Northwest View’s headquarters stood like a glass tower against the gray morning. The lobby was drowning in Valentine’s decorations—pink balloons, red flowers, cheap paper hearts. People laughed over coffee, talking about dinner plans and surprise gifts.
“Morning, Miss Grace,” the guard said as I passed. “Looking sharp today. Nathan must have something big planned.”
I smiled.
“Oh, he does.”
I went straight to the editing bay. This was my territory. Every screen in the building, every corporate broadcast, every visual feed passed through my hands.
My phone rang.
Nathan.
I answered with a calm voice.
“Morning, honey.”
“Grace, I’m so sorry,” he groaned. “I had too much scotch with the Lake Oswego clients and crashed at the hotel. I’ll be at work by eight-thirty. Happy Valentine’s Day, beautiful. I love you.”
Once, I would have believed him.
“Don’t rush,” I said softly. “But don’t be late. There are surprises today.”
“What kind of surprises?”
“You’ll see.”
I hung up.
A few minutes later, the editing bay door opened.
Madison walked in.
She worked in commercial sales, and for months Nathan had praised her as brilliant, ambitious, “a natural.” She wore a cream silk blouse under her blazer. I recognized it immediately. It was the shirt I had bought Nathan, the one he said didn’t fit.
And I recognized those eyes.
She smiled as if she had already won.
“Grace,” she said brightly. “I’ve got the Valentine’s greeting from the commercial team. Nathan wanted it played at the end. The big finale.”

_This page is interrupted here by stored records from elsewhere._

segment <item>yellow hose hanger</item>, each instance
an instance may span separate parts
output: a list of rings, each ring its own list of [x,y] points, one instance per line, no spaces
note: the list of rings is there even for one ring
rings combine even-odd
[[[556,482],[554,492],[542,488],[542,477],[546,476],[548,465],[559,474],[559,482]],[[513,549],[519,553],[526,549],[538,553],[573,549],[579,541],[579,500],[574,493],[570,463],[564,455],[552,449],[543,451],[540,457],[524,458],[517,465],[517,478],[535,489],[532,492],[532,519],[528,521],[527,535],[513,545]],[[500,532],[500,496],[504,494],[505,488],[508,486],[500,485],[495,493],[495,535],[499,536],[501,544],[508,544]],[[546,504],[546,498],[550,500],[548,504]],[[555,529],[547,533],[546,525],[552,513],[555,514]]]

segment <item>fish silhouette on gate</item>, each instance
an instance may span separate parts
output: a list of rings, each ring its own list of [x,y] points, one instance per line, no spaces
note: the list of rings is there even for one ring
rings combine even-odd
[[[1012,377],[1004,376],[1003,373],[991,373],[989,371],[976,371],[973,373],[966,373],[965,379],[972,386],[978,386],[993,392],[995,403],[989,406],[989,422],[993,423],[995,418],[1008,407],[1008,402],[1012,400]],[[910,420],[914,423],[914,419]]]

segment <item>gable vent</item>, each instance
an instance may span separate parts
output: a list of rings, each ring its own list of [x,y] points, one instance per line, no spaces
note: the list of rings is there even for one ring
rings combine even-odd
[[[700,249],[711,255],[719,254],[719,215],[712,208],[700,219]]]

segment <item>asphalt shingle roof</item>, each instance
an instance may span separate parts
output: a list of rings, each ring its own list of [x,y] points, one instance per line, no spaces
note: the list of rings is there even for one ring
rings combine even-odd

She placed a red USB drive on my keyboard.
“He asked for this personally?” I asked.
“Of course. Don’t peek. You’ll ruin the surprise.”
Then she winked.
The same wink from the video.
After she left, I opened the drive on an isolated laptop. The file was mostly harmless—office couples, soft jazz, cheesy smiles. But near the end was a photo of Nathan and Madison standing too close, his hand resting at her lower back.
A private insult hidden inside a public greeting.
Amateur.
I deleted her file, copied the hotel video onto the red USB, renamed it exactly like the original, and loaded it into the broadcast queue. The system would show the file came from Madison’s drive.
At 7:00 a.m., the broadcast began.
From my control panel, I pulled up the lobby cameras. More than two hundred employees stood below the giant screen, drinking coffee, smiling at the morning announcements.
Nathan stood near the center, holding a ridiculous bouquet of red roses.
Madison stood by the coffee bar, watching him like they shared a secret.
The anchor smiled into the camera.
“And now, a special Valentine’s message from the Commercial Department.”
I placed my finger over Enter.
For one second, I remembered Nathan promising forever. I remembered the watch on his wrist. I remembered the woman calling me old.
Then I pressed the key.
The lobby screen went black.
A second later, the hotel room filled the giant display.
“Baby, wake up. Say happy Valentine’s Day to your wife.”